The 1971 Mathematica study was more intriguing, largely because its crucial finding -- that the shuttles would be self-supporting if lofted into space once a week -- was not believed possible, even by NASA managers. In startling testimony before the Columbia Accident Investigation Board in April, Robert F.Thompson, the space shuttle program manager from 1970 to 1981, bluntly admitted as much.

"Mathematica sat down and attempted to do some work on operating costs, and they discovered something," Thompson said. "Mathematica discovered that the more you flew, the cheaper it got per flight. Fabulous. So they added as many flights as they could. They got up to 40 or 50 flights a year. Hell, anyone reasonable knew you weren't going to fly 50 times a year."

Thompson also admitted that NASA and the White House low-balled the total development cost by $1 billion when presenting it to Congress. NASA was asking for $6.15 billion and promising a first flight by 1981; the Office of Management and Budget drew the line at $5.15 billion and set the deadline at 1979.

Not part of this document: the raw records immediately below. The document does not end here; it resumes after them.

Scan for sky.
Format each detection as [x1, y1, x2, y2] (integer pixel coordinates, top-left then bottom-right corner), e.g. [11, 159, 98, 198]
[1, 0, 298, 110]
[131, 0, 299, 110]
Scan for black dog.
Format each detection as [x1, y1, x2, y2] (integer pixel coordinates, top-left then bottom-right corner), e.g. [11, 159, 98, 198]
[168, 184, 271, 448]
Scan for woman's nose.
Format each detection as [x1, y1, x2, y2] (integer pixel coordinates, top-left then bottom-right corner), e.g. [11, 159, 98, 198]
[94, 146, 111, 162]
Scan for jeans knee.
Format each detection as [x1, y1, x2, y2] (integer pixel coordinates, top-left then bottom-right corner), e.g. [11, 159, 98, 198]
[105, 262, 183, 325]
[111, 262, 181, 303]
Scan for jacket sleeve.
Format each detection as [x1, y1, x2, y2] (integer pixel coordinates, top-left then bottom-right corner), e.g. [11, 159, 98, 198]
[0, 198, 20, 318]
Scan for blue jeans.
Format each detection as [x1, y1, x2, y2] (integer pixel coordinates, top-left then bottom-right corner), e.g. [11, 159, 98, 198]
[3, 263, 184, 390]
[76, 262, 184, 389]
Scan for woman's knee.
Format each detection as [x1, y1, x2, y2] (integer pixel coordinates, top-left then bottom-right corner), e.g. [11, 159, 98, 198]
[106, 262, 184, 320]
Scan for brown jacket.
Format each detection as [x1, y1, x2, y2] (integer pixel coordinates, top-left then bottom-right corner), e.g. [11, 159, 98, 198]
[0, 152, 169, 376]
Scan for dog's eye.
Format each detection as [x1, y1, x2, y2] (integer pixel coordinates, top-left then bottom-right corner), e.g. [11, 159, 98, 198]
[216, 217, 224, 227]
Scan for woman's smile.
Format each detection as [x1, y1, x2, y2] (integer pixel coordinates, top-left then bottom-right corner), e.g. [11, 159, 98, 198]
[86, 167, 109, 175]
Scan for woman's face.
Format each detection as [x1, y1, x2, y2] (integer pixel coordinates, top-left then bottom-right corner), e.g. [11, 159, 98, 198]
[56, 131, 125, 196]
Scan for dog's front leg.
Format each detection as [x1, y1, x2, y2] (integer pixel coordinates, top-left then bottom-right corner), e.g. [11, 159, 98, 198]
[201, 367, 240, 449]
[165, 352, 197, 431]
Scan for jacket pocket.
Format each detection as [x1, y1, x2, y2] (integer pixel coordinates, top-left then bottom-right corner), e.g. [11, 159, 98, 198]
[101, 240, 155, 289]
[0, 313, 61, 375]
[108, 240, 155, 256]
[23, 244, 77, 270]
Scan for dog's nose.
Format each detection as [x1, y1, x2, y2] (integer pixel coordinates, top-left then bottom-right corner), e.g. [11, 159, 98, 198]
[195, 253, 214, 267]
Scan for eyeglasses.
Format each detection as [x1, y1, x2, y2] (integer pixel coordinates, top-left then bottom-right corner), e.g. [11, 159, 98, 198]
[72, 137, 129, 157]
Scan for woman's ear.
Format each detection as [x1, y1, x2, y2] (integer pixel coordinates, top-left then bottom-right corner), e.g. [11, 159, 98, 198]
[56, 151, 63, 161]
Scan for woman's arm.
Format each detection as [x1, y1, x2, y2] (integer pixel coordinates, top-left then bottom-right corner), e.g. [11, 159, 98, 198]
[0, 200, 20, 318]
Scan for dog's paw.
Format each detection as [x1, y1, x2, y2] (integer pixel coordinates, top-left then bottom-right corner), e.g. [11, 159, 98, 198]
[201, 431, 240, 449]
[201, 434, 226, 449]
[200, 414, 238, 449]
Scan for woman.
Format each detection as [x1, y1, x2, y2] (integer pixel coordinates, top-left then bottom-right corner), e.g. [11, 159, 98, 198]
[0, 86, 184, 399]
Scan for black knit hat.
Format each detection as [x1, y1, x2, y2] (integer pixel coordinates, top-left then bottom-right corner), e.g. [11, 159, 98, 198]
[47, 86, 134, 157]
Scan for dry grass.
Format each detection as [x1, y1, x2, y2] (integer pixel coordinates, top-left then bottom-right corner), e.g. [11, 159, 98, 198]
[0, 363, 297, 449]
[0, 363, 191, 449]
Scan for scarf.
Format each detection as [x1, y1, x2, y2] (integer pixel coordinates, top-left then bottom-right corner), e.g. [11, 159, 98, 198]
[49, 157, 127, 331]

Thompson testified that when he questioned NASA comptroller Bill Lilly about the discrepancy, Lilly replied, "Shut up. You got your program. Go on about your business."

Whether the shuttle, once exposed to budget and other restrictions, ever had a chance of being the vehicle imagined two decades earlier by Wernher von Braun, Arthur C. Clarke and other space visionaries is an open question. Probably not. The technological hurdles were greater than they knew, and when total reusability was dropped as too expensive, the concept of the thing was irrevocably altered. There is no shortage of old shuttle hands who feel they were cheated by budget-whackers out of the chance to make a great spaceship.

This seems an odd thing to be bringing up now, thirty-two years later, in front of a committee investigating a Shuttle accident. It sounds like something one would hear before a "reconciliation commission".

Perhaps that is what NASA should be doing now, after the issuance of the CAIB final report: establishing a follow-on commission to investigate NASA top to bottom, beginning to present, and expose the bad decisions (and the good choices) that the agency has made over the years and the impact they have had on civil, military, and commercial space efforts. Granted, this is something more suited to an independent historian or journalist, but a CAIB-like committee with the power to subpoena witnesses, conduct closed-door interviews, and obtain official records and correspondence would undoubtedly get a better collection of data than an individual investigator working on his own initiative. Plus, such a commission would have a higher profile than an individual author, bringing more public attention to the problems thus identified and thereby increasing the likelihood of something being learned from the effort.